Actualités : The history of the peninsula of Lège-Cap-Ferret
The beginnings of life on the peninsula
The lord of Lège and the lord of La Teste, captal of Buch disputed the peninsula and in 1807, the limit between the communes of Lège and La Teste was definitively drawn by a straight line north of Pointe aux Chevaux and north of Truc Vert. Cap-Ferret, a district far from La Teste, remains a wild and uninhabited place.
From the end of the 18th century, seine fishermen came mainly from the south of the basin (from La Teste, Mestras or Meyran). To get closer to their place of work and save themselves long journeys by rowing or sailing from their home ports, they bring pontoons or build huts on the beaches of L'Herbe, Canon, Pirailhan , Claouey, Jacquets or Piquey located on the edge of the Arcachon basin. Some stay there longer and longer until they constitute, over time, a permanent habitat. Until around 1850, only a handful of inhabitants lived cut off from the world by the absence of a road linking Lège and the rest of the peninsula.

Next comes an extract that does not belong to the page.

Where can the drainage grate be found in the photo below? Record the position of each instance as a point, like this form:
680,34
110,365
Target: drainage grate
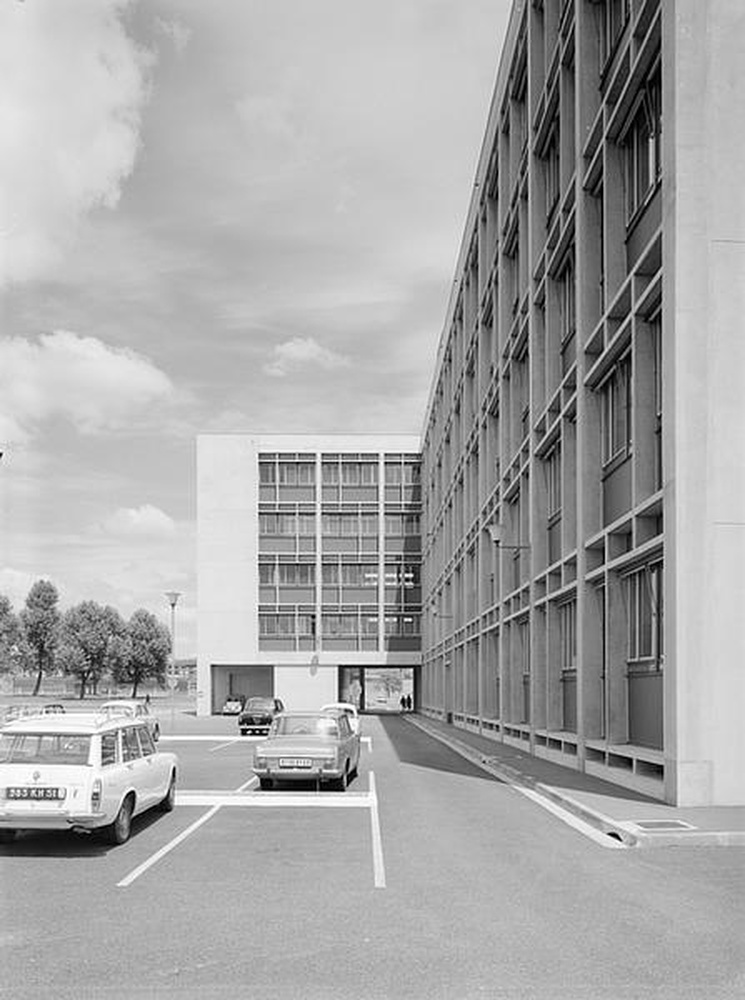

From the 1860s, the boom in oyster farming in the Arcachon Bay led to the creation of many oyster huts to meet the ever-increasing demand for oysters. In 1908, the 44-Hectares district was sold at auction and saw the arrival of the first inhabitants of Cap Ferret. In 1919, 493 additional hectares were sold and began the development of the peninsula in its length, in particular thanks to the road linking Cap Ferret and the village of Grand Piquey.
Lège-Cap-Ferret during the war
During the Second World War, like all the French coast from Belgium to Spain, Cap-Ferret was in a "forbidden zone" and a few blockhouses of the Atlantic Wall were built there. The one closest to the entrance to the Bassin in front of “Hortense” is “made up” by the artists of the Organization Todt to look like a villa: fake tiles and fake windows are painted on the concrete. At the time of their retirement, at the end of August 1944, in addition to various sabotages affecting the electricity and telephone lines, the German occupants blew up the lighthouse which, since 1840, had signaled the entrance to the Basin.
From war to reunification
From the 1950s, development from the north of the peninsula accelerated thanks to the influx of Bordeaux residents going there by the recently built road. Although tourism in Cap Ferret has taken place for several decades thanks to the Arcachon – Cap Ferret maritime link allowing visitors to visit the tip and the ocean beaches, it was not until the 1960s that Cap Ferret sees its attractiveness explode. Since then, several tens of thousands of seasonal tourists have visited the villages of the peninsula each year.
It was in 1976 that the current territory of the commune took the name of "Lège-Cap-Ferret", when the southern part of the peninsula (belonging to the commune of La Teste-de-Buch) was attached to the commune of Lege. On this territory were the villages of Grand Piquey, Piraillan, Le Canon, L'Herbe, La Vigne, Le Cap Ferret.